Introduction_to_NeuroDataSets
Source:vignettes/introduction_to_neurodatasets.Rmd
introduction_to_neurodatasets.Rmd
library(NeuroDataSets)
library(dplyr)
#>
#> Attaching package: 'dplyr'
#> The following objects are masked from 'package:stats':
#>
#> filter, lag
#> The following objects are masked from 'package:base':
#>
#> intersect, setdiff, setequal, union
library(ggplot2)
Introduction
The NeuroDataSets
package offers a rich and diverse
collection of datasets focused on the brain, the nervous system, and
neurological and psychiatric disorders. It includes data on conditions
such as Parkinson’s disease, Alzheimer’s disease, epilepsy,
schizophrenia, gliomas, and mental health.

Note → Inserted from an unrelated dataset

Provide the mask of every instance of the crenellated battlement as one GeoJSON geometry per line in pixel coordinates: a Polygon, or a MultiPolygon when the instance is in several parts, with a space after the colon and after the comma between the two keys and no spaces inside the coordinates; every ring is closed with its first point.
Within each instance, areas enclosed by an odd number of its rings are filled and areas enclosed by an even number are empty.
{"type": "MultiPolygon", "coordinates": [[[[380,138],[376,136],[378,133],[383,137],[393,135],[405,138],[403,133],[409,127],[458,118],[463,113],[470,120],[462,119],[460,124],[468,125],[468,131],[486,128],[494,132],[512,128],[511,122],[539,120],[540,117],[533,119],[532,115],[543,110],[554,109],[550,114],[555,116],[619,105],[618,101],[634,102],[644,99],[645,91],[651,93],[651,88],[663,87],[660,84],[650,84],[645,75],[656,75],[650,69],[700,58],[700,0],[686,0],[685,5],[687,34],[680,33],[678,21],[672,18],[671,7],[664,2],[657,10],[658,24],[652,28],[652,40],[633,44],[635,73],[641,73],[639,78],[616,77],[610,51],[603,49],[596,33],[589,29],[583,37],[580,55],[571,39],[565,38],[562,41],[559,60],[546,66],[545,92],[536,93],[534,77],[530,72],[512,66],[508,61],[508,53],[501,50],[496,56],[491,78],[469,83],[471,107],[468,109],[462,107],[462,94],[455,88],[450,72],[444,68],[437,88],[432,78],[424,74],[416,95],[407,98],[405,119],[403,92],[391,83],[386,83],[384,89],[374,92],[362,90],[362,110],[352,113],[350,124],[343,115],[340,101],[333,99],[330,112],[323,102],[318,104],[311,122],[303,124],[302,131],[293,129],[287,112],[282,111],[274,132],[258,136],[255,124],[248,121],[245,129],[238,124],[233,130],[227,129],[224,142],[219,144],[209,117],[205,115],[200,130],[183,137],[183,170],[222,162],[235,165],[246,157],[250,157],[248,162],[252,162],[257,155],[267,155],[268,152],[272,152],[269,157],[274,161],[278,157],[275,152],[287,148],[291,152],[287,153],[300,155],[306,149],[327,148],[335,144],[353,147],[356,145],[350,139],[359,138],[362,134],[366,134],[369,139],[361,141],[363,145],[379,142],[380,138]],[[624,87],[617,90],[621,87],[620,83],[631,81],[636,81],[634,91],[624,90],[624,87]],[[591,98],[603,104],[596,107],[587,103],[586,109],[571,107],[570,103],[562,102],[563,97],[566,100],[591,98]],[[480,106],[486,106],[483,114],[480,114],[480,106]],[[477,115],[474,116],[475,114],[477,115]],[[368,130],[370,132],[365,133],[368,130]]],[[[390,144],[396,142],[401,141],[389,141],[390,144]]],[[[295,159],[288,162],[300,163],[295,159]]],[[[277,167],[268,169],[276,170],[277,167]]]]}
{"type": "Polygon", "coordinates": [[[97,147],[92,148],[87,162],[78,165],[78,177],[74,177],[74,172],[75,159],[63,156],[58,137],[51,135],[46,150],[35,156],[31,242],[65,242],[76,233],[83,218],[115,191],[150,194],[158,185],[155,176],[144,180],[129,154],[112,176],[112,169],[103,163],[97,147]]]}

The package contains a wide variety of data types, including clinical, experimental, neuroimaging, behavioral, cognitive, and simulated datasets. These datasets encompass structural and functional brain data, neurotransmission metrics, gene expression profiles, cognitive performance assessments, and treatment outcomes.
Dataset Suffixes
Each dataset in the NeuroDataSets
package uses a
suffix
to denote the type of R object:
_df
: A data frame_list
: A list_tbl_df
: A tibble_matrix
: A matrix
Example Datasets
Below are selected example datasets included in the
NeuroDataSets
package:
subcortical_patterns_tbl_df
: Patterns of Subcortical Structures.white_matter_patterns_tbl_df
: Expected Patterns of White Matter.hippocampus_lesions_df
: Memory and the Hippocampus.
Data Visualization with CardioDataSets Data
Patterns of Subcortical Structures
# Convert the dataset to long format using only base R + dplyr
long_data <- subcortical_patterns_tbl_df %>%
select(Subcortical, everything()) %>%
as.data.frame() %>%
reshape(
varying = names(.)[-1],
v.names = "Value",
timevar = "Condition",
times = names(.)[-1],
direction = "long"
) %>%
select(Subcortical, Condition, Value)
# Create a heatmap
ggplot(long_data, aes(x = Condition, y = Subcortical, fill = Value)) +
geom_tile(color = "white") +
scale_fill_gradient(low = "lightblue", high = "darkred") +
labs(
title = "Subcortical Patterns by Condition",
x = "Condition",
y = "Subcortical Region",
fill = "Value"
) +
theme_minimal() +
theme(axis.text.x = element_text(angle = 45, hjust = 1))
Expected Patterns of White Matter
# Compute mean values using updated anonymous function syntax
summary_data <- white_matter_patterns_tbl_df %>%
select(-WM) %>%
summarise(across(everything(), \(x) mean(x, na.rm = TRUE))) %>%
as.data.frame()
# Reshape from wide to long format using base R
summary_data <- data.frame(
Condition = names(summary_data),
MeanValue = as.numeric(summary_data[1, ])
)
# Plot
ggplot(summary_data, aes(x = Condition, y = MeanValue, fill = Condition)) +
geom_bar(stat = "identity") +
labs(
title = "Average Value per Condition across White Matter Regions",
x = "Condition",
y = "Mean Value"
) +
theme_minimal() +
theme(axis.text.x = element_text(angle = 45, hjust = 1)) +
guides(fill = "none") # Optional
Memory and the Hippocampus
# Lesion Size and Memory Score
ggplot(hippocampus_lesions_df, aes(x = lesion, y = memory)) +
geom_point(color = "blue", size = 2) +
labs(
title = "Relationship Between Lesion Size and Memory Score",
x = "Lesion Size",
y = "Memory Score"
) +
theme_minimal()
Conclusion
The NeuroDataSets
package offers a rich, curated
collection of datasets focused on neuroscience and related disorders. It
supports advanced statistical analysis, exploratory data science, and
educational purposes by providing well-structured and documented
datasets across a variety of neurological and neuropsychiatric
conditions.
For detailed information and full documentation of each dataset, please refer to the reference manual and help files included within the package.